This version is of historical interest only. See updated version.

Adding Structured Control-flow to any* Assembler (part 1)

[* Well almost any. Unfortunately the following method cannot be used with the GNU Assembler because it does not allow the assembly location to be moved backwards. For the GNU Assembler, an attempt to .org backwards is an error.]

I assume that most programmers appreciate the advantages of structured control-flow over "spaghetti code" (using labels and jumps or "go-to"s). The basic problem is that a label is a "come-from" statement with no indication of where control can come from. With structured control-flow we have sets of matching reserved-words that indicate the direction of the jump (forward or backward) and we use indentation to indicate which words are connected.

e.g. Instead of                                                 we write

 
        tst     R8                        tst     R8
        jnz     label                     _IF     _Z
        mov     R9,R8                         mov     R9,R8
label:                                    _ENDIF

which generates exactly the same machine code. This is not to be confused with conditional assembly.

And instead of                                                 we write something like

 
label:                                    _BEGIN
        sub     R9,R8                         sub     R9,R8
        jnc     label                     _UNTIL  _C

Users of Forth systems have had structured control-flow in their assembly languages since 1968, the same year Dijkstra's famous letter was published (Go To Statement Considered Harmful). I was pleased to learn that the x86 community at least, now has support for structured control-flow built into the assemblers MASM and NASM. It seems incredible to me that assemblers still exist with no support for structured control-flow. I program microcontrollers using the IAR Workbench assembler where this is the case.

The method used to implement structured control-flow in Forth-based assemblers (and in the Forth language itself) was nicely refined by the time of the first ANS/ISO standard Forth. You can read about it here http://lars.nocrew.org/dpans/dpansa3.htm#A.3.2.3.2. But you don't need to, since what I've done for you below, is to translate the Forth definitions into assembler macro definitions, so you don't need to use Forth, or know anything about it. I only mention Forth to honour the source of the method.

Some of the words used for control-flow in Forth are confusing when you try to relate them to C, Pascal or structured BASIC. That's because (a) those languages were only a glint in their creators' eyes when these things were included in Forth – only Fortran's counted DO loop had any influence, and (b) the elegant stack-based implementation limits us to a context-free grammar. But you can change the actual words to be whatever you want. In the examples below I substitute ENDIF and ENDW for Forth's uncommon use of THEN and REPEAT. The main thing is the method, that can be adapted to add structured control-flow to almost any assembler, without requiring access to the assembler's source code. It only requires assembler variables and macros, and the ability to move the current assembly location backwards.

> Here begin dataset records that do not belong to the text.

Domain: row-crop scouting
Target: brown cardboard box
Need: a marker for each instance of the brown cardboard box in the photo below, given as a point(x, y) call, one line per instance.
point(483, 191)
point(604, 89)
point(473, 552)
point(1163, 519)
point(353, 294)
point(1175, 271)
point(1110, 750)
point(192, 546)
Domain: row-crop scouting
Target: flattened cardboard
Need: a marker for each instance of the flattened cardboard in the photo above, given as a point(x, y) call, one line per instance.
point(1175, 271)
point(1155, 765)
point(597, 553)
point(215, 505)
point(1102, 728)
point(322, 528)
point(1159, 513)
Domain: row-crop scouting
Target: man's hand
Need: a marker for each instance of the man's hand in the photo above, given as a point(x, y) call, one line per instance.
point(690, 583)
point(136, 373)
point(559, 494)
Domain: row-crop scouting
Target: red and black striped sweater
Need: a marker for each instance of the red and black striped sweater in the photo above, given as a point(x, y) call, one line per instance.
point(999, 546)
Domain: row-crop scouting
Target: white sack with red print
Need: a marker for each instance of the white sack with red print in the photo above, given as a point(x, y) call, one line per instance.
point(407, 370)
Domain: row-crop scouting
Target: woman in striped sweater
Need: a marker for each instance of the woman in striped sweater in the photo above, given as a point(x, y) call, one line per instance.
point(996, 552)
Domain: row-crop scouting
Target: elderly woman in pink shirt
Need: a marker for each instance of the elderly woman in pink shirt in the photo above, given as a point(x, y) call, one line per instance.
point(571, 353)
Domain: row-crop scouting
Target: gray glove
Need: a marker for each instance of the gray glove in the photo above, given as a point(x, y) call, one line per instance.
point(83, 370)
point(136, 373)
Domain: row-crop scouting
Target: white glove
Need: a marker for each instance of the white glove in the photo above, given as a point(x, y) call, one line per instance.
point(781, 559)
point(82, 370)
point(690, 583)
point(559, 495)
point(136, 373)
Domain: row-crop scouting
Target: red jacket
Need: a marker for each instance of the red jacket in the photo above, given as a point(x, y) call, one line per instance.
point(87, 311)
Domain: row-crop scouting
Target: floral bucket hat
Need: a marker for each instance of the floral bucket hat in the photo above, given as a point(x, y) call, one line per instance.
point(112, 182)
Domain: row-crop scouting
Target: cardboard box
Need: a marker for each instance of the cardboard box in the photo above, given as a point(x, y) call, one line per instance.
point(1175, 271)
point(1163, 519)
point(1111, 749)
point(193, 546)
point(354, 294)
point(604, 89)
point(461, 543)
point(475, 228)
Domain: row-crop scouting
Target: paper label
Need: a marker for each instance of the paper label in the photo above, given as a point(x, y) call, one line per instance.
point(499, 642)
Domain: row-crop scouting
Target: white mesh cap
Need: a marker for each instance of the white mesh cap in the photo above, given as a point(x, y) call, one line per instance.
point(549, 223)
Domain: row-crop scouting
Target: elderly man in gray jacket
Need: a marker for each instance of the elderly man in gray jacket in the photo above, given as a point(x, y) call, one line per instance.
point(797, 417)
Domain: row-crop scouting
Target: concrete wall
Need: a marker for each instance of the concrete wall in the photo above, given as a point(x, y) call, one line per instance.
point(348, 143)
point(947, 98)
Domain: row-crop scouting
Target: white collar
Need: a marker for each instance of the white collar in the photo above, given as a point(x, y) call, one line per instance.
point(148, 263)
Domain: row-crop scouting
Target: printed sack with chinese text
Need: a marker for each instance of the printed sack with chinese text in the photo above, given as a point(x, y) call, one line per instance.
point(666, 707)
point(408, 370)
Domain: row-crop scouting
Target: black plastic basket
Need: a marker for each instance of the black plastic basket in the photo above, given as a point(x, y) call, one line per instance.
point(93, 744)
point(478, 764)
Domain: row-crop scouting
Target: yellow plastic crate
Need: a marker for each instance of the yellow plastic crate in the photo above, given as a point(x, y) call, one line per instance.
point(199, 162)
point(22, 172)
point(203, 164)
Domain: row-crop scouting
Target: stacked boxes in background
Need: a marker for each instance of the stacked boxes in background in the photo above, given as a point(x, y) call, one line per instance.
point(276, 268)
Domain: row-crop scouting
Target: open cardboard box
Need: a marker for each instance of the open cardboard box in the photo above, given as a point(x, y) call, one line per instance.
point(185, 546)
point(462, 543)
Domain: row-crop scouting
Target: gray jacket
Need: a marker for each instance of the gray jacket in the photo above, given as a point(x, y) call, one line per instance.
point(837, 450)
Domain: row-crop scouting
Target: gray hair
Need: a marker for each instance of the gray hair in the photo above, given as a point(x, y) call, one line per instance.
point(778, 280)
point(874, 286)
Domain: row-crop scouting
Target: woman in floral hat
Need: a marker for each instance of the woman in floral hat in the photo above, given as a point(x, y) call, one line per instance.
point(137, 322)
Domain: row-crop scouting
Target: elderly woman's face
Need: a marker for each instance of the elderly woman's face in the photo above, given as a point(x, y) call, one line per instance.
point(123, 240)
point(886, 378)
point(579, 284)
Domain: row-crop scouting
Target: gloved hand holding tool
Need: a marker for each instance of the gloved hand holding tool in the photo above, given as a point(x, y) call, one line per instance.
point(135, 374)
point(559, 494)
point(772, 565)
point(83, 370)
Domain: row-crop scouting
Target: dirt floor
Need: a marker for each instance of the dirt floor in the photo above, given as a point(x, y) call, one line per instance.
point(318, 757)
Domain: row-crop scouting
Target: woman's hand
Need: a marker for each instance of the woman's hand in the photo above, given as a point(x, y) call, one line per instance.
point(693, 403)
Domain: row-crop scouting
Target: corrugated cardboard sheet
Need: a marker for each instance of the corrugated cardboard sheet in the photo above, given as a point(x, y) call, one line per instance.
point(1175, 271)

The code below implements structured control-flow for a specific assembler (IAR) and a specific target processor (MSP430) but the text explains how to modify it to work with any combination of assembler and target.

The first thing you need to do is implement a control-flow stack using assembler variables. The assembler I'm using has the usual EQU to assign constant values to labels, but it also has SET to assign variable values. So the stack can be implemented like this:

 
_CS_PUSH    MACRO   arg
_CS4        SET     _CS3
_CS3        SET     _CS2
_CS2        SET     _CS_TOP
_CS_TOP     SET     arg
            ENDM
 
_CS_DROP    MACRO
_CS_TOP     SET     _CS2
_CS2        SET     _CS3
_CS3        SET     _CS4
_CS4        SET     0
            ENDM

We use underscores at the start of all the macro and variable names so they are less likely to clash with anything in the source code. "CS" stands for Control-flow Stack. We implement DROP instead of POP since we can just access the top item directly as _CS_TOP. I've only shown a four level stack, but you get the idea. Eight levels is probably sufficient.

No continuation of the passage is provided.